Our summer mornings feature an ever-shifting scattering of the sun’s rays through the tall trees—striking their targets in what can seem random but that prove to be, after persistent observation, a slowly changing pattern. The beams of light seem to seek-out our owl this morning and it is as though he knows he is nature’s star in today’s showtime for the hapless human indoors. He seems to say: “We should give her what thrill we can on this fine morning. Make her day!”

When I finally decide I cannot spend the entire day watching an owl who is watching me, I go downstairs to put on my gardening hat and gloves and the owl peers down at me on the ground floor through several of the many floor to ceiling windows in the house. He seems almost disappointed when he realizes I’ve gone outside from the other side of the house to start working, but he moves up to the next higher level of the railing to keep lookout. 

A couple of hours later, he is still there, his gaze calmly surveying all before him.

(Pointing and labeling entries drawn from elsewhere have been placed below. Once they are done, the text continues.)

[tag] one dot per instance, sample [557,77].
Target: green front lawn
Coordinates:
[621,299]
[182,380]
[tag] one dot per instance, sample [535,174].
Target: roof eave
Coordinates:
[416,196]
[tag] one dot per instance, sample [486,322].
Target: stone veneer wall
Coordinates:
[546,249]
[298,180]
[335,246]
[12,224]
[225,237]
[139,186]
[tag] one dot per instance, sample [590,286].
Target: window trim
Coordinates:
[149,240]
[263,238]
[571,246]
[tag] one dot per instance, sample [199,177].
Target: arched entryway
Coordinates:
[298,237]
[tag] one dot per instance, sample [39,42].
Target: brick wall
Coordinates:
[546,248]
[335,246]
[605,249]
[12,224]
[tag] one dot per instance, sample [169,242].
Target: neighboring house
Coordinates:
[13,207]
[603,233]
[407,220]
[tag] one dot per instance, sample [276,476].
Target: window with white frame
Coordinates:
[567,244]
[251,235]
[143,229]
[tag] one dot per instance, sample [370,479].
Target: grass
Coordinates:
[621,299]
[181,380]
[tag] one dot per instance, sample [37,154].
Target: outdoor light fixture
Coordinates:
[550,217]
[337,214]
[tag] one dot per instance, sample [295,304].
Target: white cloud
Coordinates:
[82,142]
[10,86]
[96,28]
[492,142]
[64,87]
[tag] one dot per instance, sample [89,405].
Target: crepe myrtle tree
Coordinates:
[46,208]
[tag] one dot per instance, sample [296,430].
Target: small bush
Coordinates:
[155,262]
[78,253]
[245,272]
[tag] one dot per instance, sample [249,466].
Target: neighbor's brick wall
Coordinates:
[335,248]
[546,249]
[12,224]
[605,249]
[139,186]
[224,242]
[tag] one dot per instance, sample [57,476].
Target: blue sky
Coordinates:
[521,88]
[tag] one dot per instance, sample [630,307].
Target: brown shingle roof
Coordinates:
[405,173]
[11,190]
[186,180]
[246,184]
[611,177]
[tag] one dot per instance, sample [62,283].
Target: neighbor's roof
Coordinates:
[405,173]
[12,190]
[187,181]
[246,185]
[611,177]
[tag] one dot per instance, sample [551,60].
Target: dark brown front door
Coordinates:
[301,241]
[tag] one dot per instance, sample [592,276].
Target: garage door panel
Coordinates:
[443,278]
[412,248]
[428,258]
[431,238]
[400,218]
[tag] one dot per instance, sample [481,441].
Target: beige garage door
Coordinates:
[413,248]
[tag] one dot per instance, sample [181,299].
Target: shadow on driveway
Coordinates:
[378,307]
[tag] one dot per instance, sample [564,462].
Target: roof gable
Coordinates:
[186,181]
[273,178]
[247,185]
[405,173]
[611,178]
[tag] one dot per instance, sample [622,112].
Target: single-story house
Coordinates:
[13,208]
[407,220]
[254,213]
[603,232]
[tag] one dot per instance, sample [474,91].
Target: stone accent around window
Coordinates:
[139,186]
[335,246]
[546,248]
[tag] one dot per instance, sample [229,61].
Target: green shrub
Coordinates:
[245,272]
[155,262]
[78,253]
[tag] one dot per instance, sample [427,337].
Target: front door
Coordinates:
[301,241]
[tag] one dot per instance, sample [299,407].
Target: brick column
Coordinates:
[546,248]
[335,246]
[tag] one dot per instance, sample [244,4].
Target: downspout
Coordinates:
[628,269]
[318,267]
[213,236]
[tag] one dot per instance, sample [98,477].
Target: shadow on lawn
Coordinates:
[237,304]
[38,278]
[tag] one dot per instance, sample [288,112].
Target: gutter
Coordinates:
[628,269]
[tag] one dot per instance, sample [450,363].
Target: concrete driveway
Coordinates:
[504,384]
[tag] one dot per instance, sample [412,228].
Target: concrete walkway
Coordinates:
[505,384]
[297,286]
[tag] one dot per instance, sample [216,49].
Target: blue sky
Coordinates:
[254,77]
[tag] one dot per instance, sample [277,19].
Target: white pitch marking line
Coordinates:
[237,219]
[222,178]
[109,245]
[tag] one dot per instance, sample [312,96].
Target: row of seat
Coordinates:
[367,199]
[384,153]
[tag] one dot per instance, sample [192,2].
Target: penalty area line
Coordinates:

I go into the house when my work is completed and he watches me closely when I sit in front of the glow of the computer screen in my office to write this story. As if he takes it personally that I am ignoring him, at last, he spreads his wings wide and silently takes off.

In the evening I am out on the garden porch eating my dinner when he shows up again on the railing. I don’t know whether he can smell as well as I know he can see and fly, but he cocks his head to check out my vegetarian meal. It is found wanting—just as my husband and my cat would judge, too. Moments later, as he takes off in a gentle swoosh over and up behind my head, I could swear he winks at me.